This may sound like a silly question, but I was confused about this following behaviour:
void funcTakingRef(unsigned int& arg) { std::cout << arg; }
void funcTakingByValue(unsigned int arg) { std::cout << arg; }
int main()
{
int a = 7;
funcTakingByValue(a); // Works
funcTakingRef(a); // A reference of type "unsigned int &" (not const-qualified)
// cannot be initialized with a value of type "int"
}
After thinking about it this kind of makes sense because in passing by value a new variable is created and conversion can be done, but not so much when passing the actual address of a variable, as in C++ once variables are made their type can't really change. I thought it's similar to this case:
int a;
unsigned int* ptr = &a; // A value of type int* cannot be used to
// initialise an entity of type "unsigned int*"
But if I make ref function take a const the conversion works:
void funcTakingRef(const unsigned int& arg) { std::cout << arg; } // I can pass an int to this.

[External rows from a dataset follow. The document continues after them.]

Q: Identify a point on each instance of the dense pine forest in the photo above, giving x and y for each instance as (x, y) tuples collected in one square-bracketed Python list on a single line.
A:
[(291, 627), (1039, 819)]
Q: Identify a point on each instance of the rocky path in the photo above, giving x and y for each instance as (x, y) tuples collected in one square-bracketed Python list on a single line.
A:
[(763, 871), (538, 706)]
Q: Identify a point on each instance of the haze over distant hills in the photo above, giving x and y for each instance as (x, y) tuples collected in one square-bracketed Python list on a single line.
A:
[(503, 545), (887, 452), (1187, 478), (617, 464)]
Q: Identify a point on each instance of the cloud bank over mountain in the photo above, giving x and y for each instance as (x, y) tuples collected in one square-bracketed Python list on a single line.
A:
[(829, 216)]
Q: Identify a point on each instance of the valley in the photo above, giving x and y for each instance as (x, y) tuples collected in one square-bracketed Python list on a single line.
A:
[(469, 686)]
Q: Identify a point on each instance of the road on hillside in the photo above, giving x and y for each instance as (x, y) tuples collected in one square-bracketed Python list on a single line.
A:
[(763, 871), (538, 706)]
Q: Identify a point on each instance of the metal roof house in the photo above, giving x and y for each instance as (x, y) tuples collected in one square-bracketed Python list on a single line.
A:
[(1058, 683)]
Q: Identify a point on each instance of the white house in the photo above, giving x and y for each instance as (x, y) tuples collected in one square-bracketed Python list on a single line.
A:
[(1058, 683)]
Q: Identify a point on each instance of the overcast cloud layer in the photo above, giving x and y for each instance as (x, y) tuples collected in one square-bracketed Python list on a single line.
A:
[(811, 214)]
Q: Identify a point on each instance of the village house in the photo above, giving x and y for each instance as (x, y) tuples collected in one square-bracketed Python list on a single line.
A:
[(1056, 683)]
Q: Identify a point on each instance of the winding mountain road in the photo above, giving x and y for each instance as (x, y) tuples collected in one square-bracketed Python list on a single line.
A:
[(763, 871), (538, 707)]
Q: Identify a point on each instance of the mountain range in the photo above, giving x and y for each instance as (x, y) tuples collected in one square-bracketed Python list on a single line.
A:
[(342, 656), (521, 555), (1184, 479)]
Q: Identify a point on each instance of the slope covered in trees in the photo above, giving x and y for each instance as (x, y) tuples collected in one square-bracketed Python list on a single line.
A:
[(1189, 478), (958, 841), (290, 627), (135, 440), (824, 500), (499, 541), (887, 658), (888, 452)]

However not the same in the case of pointer:
const unsigned int* ptr = &a; // Doesn't work
I'm wondering what the reason for this is. I thought my reasoning was right that implicit conversion when passing by value made sense as a new variable is made, whereas because in C++ types never change once created you can't get an implicit conversion on a reference. But this doesn't seem to apply in a const reference parameter.